Another problem you may be having is thinking "This card does X, but not very well. If this other card does X better, why don't I get rid of the first one?" but there are two reasons - firstly, the first card probably does something different: Loan, Mint and Mine all trash treasures, but in different ways; secondly, because not every game will have the "better" card in it, and you will need to decide whether the "worse" card is still worth buying for what it does.
For example, nearly any "Village" is better than the plain Village - Worker's Village gives you +Buy, Farming Village guarantees you'll draw a Treasure or an Action, Mining Village gives you an option to trash it for $2 - but sometimes the only village out there is Village, and if you still want to be able to play two terminal actions in a turn then you're going to want that card.
Again, I will suggest that if a particular card seems useless to you, then see if it has a strategy article. For example, you say of Contraband that people will just stop you from buying Province/Colony. And they will - but maybe what you really wanted to buy was Gold. Or a Village and a Smithy. Or some other neat combination of cards on the table. As the
wiki and
blog article points out, Contraband is not an "always buy", but if there are lots of different cheap cards you want then the opponent can't stop you from buying all of them, and once your deck has what it needs you stop playing the Contrabands so they can't stop you from buying those lovely Provinces.

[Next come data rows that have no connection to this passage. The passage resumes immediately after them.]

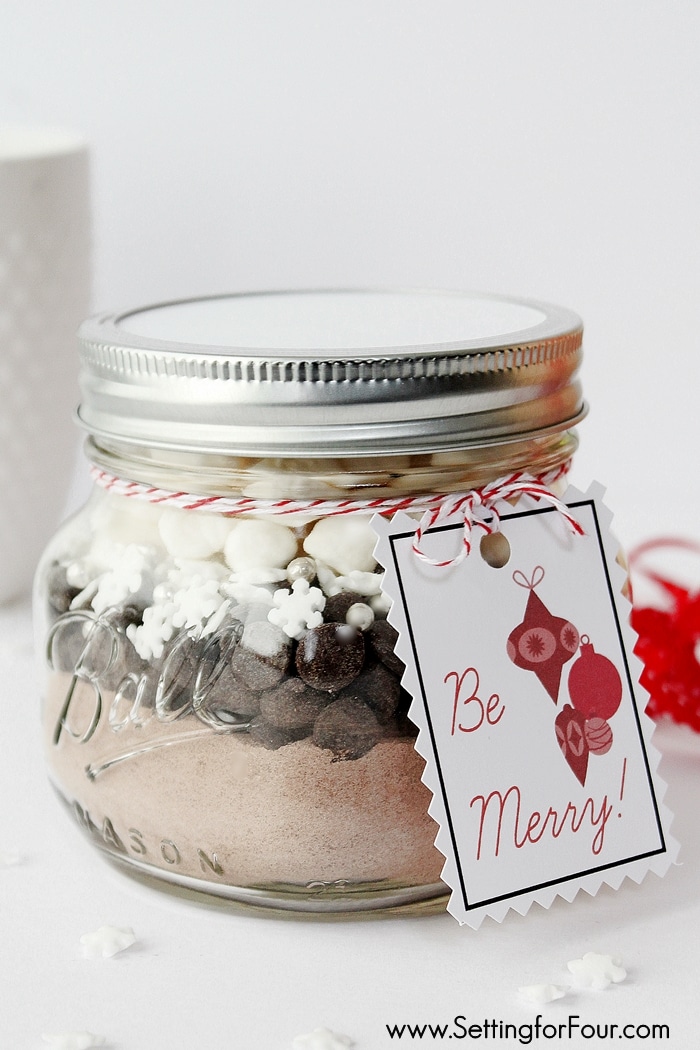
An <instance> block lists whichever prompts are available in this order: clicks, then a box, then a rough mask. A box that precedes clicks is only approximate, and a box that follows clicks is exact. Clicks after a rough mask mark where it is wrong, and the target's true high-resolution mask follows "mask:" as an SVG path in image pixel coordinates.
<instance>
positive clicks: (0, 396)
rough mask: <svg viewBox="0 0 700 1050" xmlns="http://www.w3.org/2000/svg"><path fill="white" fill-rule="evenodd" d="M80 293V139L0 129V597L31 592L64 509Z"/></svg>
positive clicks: (81, 296)
mask: <svg viewBox="0 0 700 1050" xmlns="http://www.w3.org/2000/svg"><path fill="white" fill-rule="evenodd" d="M89 298H90V206H89V170H88V149H87V145H86V143H85V142H84V141H83V140H82V139H81V138H79V137H78V135H76V134H73V133H70V132H67V131H61V130H58V129H41V128H25V127H3V126H1V125H0V602H7V601H9V600H10V598H14V597H17V596H18V595H20V594H22V593H23V592H25V591H28V589H29V587H30V585H31V576H33V573H34V569H35V566H36V563H37V561H38V559H39V555H40V553H41V551H42V549H43V547H44V545H45V543H46V541H47V539H48V538H49V537H50V535H51V533H52V531H54V530H55V528H56V525H57V523H58V521H59V519H60V517H61V512H62V510H63V507H64V505H65V501H66V492H67V490H68V487H69V483H70V479H71V476H72V471H73V466H75V462H76V450H77V440H78V439H77V434H76V428H75V425H73V423H72V418H71V417H72V411H73V408H75V405H76V403H77V401H78V381H77V373H78V366H77V353H76V349H75V345H76V330H77V329H78V325H79V323H80V321H81V320H82V319H83V318H84V317H85V315H86V313H87V312H88V309H89Z"/></svg>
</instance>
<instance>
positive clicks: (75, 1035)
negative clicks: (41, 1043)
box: [42, 1032, 106, 1050]
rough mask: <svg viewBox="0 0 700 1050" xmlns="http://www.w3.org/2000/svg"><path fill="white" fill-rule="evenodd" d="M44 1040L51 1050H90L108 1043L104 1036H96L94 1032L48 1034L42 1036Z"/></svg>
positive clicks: (70, 1032) (44, 1041)
mask: <svg viewBox="0 0 700 1050" xmlns="http://www.w3.org/2000/svg"><path fill="white" fill-rule="evenodd" d="M42 1039H43V1041H44V1043H47V1044H48V1045H49V1047H51V1050H90V1047H103V1046H104V1045H105V1043H106V1039H105V1037H104V1035H94V1034H93V1032H57V1033H56V1034H48V1033H47V1034H45V1035H42Z"/></svg>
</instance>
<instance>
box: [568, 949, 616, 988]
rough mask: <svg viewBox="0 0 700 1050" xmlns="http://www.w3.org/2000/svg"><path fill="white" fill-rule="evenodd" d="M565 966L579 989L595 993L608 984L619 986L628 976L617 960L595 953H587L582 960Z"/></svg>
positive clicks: (575, 959) (597, 953) (611, 956)
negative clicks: (591, 990) (565, 966)
mask: <svg viewBox="0 0 700 1050" xmlns="http://www.w3.org/2000/svg"><path fill="white" fill-rule="evenodd" d="M567 965H568V968H569V972H570V973H573V975H574V981H575V982H576V984H577V986H578V987H579V988H594V989H595V990H596V991H602V990H603V988H607V987H608V986H609V985H610V984H619V982H620V981H624V979H625V976H627V975H628V974H627V970H625V969H623V967H622V966H621V965H620V960H619V959H613V957H612V955H600V954H598V953H597V952H595V951H587V952H586V954H585V955H584V958H582V959H574V960H572V962H570V963H568V964H567Z"/></svg>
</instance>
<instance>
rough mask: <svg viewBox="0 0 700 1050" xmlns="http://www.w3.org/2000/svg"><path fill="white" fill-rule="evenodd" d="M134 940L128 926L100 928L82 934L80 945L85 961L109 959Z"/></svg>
mask: <svg viewBox="0 0 700 1050" xmlns="http://www.w3.org/2000/svg"><path fill="white" fill-rule="evenodd" d="M135 940H136V938H135V936H134V932H133V930H132V929H131V927H130V926H127V927H125V928H123V927H120V926H101V927H100V928H99V929H96V930H94V932H92V933H83V936H82V937H81V939H80V943H81V944H82V945H83V954H84V955H85V958H86V959H111V957H112V955H116V954H118V953H119V952H120V951H124V950H125V948H130V947H131V945H132V944H133V943H134V941H135Z"/></svg>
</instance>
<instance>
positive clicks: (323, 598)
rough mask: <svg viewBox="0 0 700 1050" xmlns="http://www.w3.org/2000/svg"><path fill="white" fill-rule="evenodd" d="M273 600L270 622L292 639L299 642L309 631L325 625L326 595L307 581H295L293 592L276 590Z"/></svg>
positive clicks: (269, 613)
mask: <svg viewBox="0 0 700 1050" xmlns="http://www.w3.org/2000/svg"><path fill="white" fill-rule="evenodd" d="M272 600H273V602H274V603H275V607H274V608H273V609H271V610H270V612H269V613H268V619H269V621H270V623H271V624H274V625H275V627H281V629H282V630H283V631H284V634H287V635H288V636H289V637H290V638H296V639H297V640H299V639H300V638H302V637H303V635H304V634H305V632H306V631H307V630H310V629H311V628H314V627H320V625H321V624H322V623H323V616H322V615H321V613H322V611H323V608H324V606H325V595H324V594H323V591H321V590H319V588H318V587H312V586H311V585H310V583H309V581H307V580H295V581H294V583H293V584H292V590H291V591H290V590H285V589H284V588H280V589H279V590H276V591H275V593H274V594H273V595H272Z"/></svg>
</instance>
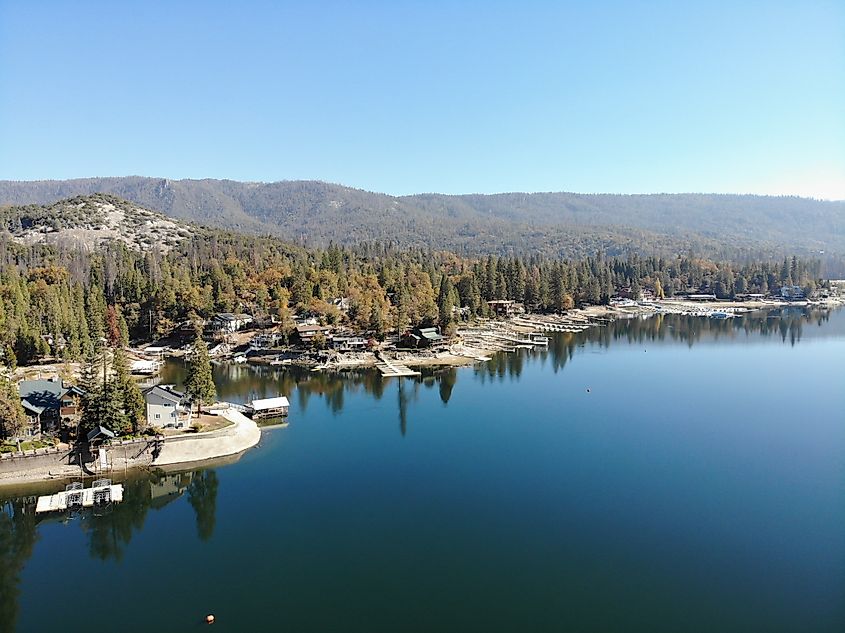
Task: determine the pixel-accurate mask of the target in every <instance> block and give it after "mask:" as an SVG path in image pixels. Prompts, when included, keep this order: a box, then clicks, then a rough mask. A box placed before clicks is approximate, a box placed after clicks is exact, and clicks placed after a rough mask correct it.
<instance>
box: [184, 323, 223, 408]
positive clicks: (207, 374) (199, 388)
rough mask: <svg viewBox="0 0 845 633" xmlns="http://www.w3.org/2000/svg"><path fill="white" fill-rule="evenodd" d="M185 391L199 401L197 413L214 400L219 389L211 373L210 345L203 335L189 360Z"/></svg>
mask: <svg viewBox="0 0 845 633" xmlns="http://www.w3.org/2000/svg"><path fill="white" fill-rule="evenodd" d="M185 393H186V394H187V395H188V396H189V397H190V398H191V399H192V400H196V402H197V415H199V413H200V410H201V408H202V405H203V404H208V403H211V402H213V401H214V399H215V398H216V397H217V389H215V387H214V379H213V377H212V374H211V360H210V359H209V357H208V346H207V345H206V344H205V341H204V340H202V337H199V336H198V337H197V338H196V340H195V341H194V349H193V352H192V354H191V358H190V360H189V361H188V376H187V378H186V379H185Z"/></svg>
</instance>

If you don't want to play with a particular card, then go ahead and don't let us tell you that you should or you shouldn't. But I suggest that every once in a while you let one of those "removed" cards back in the game, and see what happens if you buy one or two of them. Play a game where you buy one Chancellor and up to two copies of another strong card, and any time you know both copies are in the discard then choose to let Chancellor flip the deck. Play a game with Scout, Great Hall, Harem and Nobles and see what happens when the Scout is actually drawing useful cards. It doesn't have to be every game, but once in a while see if you can understand when these cards have their moments.